16. The Board was concerned to inquire whether the present appellants, Mr King and Miss Richardson, ought to be given leave to argue their appeal on the basis of the (correct) 1851 Act (or 1926 Ordinance) when it had been accepted or assumed below that the relevant statute was the 1988 Act, and it heard such argument only de bene esse. In particular it has considered whether, if the correct statute had been cited before the Court of Appeal, it might have been open to Gershon to attempt to re-open the judge’s findings of fact. It was, however, clear that the conduct of the case for Gershon had not been in any manner adversely affected by the misapprehension as to the relevant statute. Mr Robertson, for Gershon, fairly accepted, as is apparent, that the factual enquiries before the judge into the exact status of relevant persons’ acts in relation to the disputed land were precisely the same as they would have been if it had been realised that the 1851 Act (or 1926 Ordinance) was the governing legislation. Indeed, all the evidence relating to adverse possession was most fully developed on both sides without adverting to the fact that the statute assumed to be applicable made such evidence irrelevant. Accordingly, since the submission was one of pure law, as to which there could be no contrary argument, it is just to permit the argument to proceed on the basis of the correct legislation.
17. The consequence is that Edward, or if not him then those claiming under him, established a good possessory title to the disputed land comfortably before 1988, and were thus able to pass it to Mr King when the land was sold to him in 1996. Conversely, any claim which Gershon, or anyone through whom he claimed, may have had, had been extinguished.

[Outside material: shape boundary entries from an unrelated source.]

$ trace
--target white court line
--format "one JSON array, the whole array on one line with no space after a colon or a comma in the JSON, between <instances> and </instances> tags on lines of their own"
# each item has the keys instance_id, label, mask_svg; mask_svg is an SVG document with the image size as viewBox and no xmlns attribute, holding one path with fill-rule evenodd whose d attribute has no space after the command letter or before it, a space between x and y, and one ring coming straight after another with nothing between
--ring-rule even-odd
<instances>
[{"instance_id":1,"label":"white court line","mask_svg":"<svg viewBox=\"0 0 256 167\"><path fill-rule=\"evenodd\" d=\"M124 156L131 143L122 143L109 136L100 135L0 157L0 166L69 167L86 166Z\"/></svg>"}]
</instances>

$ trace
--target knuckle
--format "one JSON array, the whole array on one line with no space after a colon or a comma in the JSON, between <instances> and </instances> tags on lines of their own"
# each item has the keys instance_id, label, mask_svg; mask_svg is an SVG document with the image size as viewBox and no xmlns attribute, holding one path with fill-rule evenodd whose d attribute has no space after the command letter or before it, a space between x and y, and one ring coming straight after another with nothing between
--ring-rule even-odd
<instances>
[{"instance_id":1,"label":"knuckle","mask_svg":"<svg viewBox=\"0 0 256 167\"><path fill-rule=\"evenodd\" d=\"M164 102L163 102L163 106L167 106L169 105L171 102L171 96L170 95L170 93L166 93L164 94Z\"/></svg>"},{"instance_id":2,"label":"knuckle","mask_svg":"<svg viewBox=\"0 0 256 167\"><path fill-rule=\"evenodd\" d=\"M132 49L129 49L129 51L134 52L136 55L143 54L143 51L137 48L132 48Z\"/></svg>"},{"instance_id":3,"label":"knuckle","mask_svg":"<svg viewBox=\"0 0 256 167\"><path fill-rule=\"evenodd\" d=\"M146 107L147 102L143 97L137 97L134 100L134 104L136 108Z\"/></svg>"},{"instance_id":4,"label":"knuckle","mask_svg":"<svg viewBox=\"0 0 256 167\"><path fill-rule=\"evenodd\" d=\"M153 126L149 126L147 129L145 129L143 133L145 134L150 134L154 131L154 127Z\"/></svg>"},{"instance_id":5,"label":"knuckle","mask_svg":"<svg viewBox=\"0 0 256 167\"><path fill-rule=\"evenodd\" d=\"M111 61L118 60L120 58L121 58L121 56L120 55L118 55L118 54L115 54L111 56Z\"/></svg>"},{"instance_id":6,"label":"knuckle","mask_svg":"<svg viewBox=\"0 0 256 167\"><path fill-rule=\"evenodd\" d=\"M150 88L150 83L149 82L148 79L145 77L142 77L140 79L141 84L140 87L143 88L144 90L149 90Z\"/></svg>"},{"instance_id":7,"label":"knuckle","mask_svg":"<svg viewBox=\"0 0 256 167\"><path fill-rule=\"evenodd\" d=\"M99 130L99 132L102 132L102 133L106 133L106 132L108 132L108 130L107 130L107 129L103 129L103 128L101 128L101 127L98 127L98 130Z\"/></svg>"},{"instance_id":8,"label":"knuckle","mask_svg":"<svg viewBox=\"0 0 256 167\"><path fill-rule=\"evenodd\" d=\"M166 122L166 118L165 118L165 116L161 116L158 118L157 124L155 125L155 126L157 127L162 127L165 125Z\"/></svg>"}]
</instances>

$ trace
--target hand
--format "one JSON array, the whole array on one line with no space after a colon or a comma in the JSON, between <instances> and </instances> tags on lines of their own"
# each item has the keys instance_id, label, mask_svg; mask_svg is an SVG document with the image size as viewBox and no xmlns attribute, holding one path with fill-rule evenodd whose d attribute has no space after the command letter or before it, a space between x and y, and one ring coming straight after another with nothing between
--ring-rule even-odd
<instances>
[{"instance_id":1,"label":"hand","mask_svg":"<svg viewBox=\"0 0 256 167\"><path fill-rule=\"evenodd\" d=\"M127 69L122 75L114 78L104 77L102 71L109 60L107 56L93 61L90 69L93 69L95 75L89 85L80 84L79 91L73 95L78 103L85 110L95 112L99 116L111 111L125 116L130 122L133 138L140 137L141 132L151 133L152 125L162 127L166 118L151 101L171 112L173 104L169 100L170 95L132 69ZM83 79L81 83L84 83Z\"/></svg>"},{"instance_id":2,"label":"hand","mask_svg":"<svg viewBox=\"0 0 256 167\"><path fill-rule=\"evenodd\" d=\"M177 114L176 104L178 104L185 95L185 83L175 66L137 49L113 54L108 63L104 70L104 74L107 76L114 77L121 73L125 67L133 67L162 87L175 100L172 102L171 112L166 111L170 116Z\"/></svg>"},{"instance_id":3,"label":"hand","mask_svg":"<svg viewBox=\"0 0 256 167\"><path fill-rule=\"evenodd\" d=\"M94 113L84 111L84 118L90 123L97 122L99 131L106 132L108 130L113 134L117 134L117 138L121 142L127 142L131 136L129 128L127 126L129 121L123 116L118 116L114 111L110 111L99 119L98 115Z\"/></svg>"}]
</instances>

18. That is sufficient to demonstrate that the appeal of Mr King and Miss Richardson must be allowed. Their title to the disputed land is good.
19. The Board ought not to leave the case without adverting to difficulties which may well have stood in the way of Gershon establishing any title to a share in the disputed land, if the points had been taken against him. He was always constrained to accept that he could claim no more than an undivided share in the land in common with everyone else descended from William, of whom there may well have been hundreds unknown. But even establishing that might not have been possible, although none of the possible obstacles were addressed. There may well have been great difficulty in construing William’s will as establishing a valid or effective entail, for the reasons touched on in para 8 above. Quite apart from that, if, as seems probable, the common law rule against perpetuities is part of the law of St Vincent and the Grenadines, it seems distinctly possible that it stands in any event in the way of Gershon establishing any title deriving from William’s will. The Board has not, however, investigated this, since it would be unfair to Gershon to do so at the stage of a second appeal when the point had never been adverted to before. Gershon had had no notice of it, and it was raised by the Board itself. Investigating it might, moreover, involve inquiry into whether, if William’s will created no valid entail, Gershon might nevertheless be able to mount any claim to an interest in the land by succession; that would mean investigating the wills or intestacies, as the case may be, of all intervening generations between William and himself, as to which there has been no evidence.
20. For the reasons set out the Board will humbly advise Her Majesty that the appeal ought to be allowed. It invites written submissions on the appropriate form of order and upon any consequential matters, including costs.